The cost-effectiveness analysis from the NLST is currently underway, and the results should be available soon. Even if the results are positive, other programs, like smoking cessation ($5,000 per quality-adjusted life-year to implement the AHRQ smoking cessation guidelines), that have been shown to be cost-effective should not be forgotten [41].
Currently, four organizations, including the US Preventive Services Task Force (USPSTF), the American College of Chest Physicians (ACCP), the American Society of Clinical Oncology (ASCO), and the American Cancer Society (ACS), recommend that LDCT should be considered in a population that meets the NLST criteria; the UPSTF extended the upper age limit from 74 to 79 years. They provided a B-level of evidence for this recommendation [22, 42••]. Two other organizations, the National Comprehensive Cancer Network (NCCN) and the American Association for Thoracic Surgery (AATS), expanded their population target, in addition to those who meet the criteria for the NLST, to individuals aged 50 years or older with at least a 20-pack-year history plus one defined risk factor for LC (prior LC history, occupational exposure to carcinogens, chronic lung disease, or family history of LC) [22, 42••].

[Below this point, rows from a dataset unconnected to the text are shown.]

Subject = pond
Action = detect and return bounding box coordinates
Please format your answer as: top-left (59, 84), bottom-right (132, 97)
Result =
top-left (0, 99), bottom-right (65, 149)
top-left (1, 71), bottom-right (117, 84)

Adjuncts and Alternatives to LDCT Screening
While screening with LDCT has demonstrated a clear mortality benefit, the aforementioned limitations make adjuncts and alternative testing for LC screening desirable to improve the efficacy of screening with LDCT, and allow for the conservative management of screen detected nodules. These newer diagnostic modalities include exhaled breath analysis, airway epithelial gene expression biomarkers and serum sampling for antibodies.
Breath Analysis
Volatile Organic Compounds (VOCs)
A promising area of LC biomarker research is the analysis of volatile organic compounds (VOCs) in the breath. VOCs are organic compounds with a high vapor pressure or volatility that can be detected in the headspace of cancer cells, blood samples, saliva, and in the exhaled breath. There is growing evidence for using exhaled breath VOC analysis in the diagnosis and screening of LC. This relies on the principle that the composition of VOCs in the exhaled breath reflects the metabolic activity within the body. Thus, cancer-related changes in the body’s metabolic process and blood chemistry are reflected in measurable changes in the breath through exchange via the lungs [43–45].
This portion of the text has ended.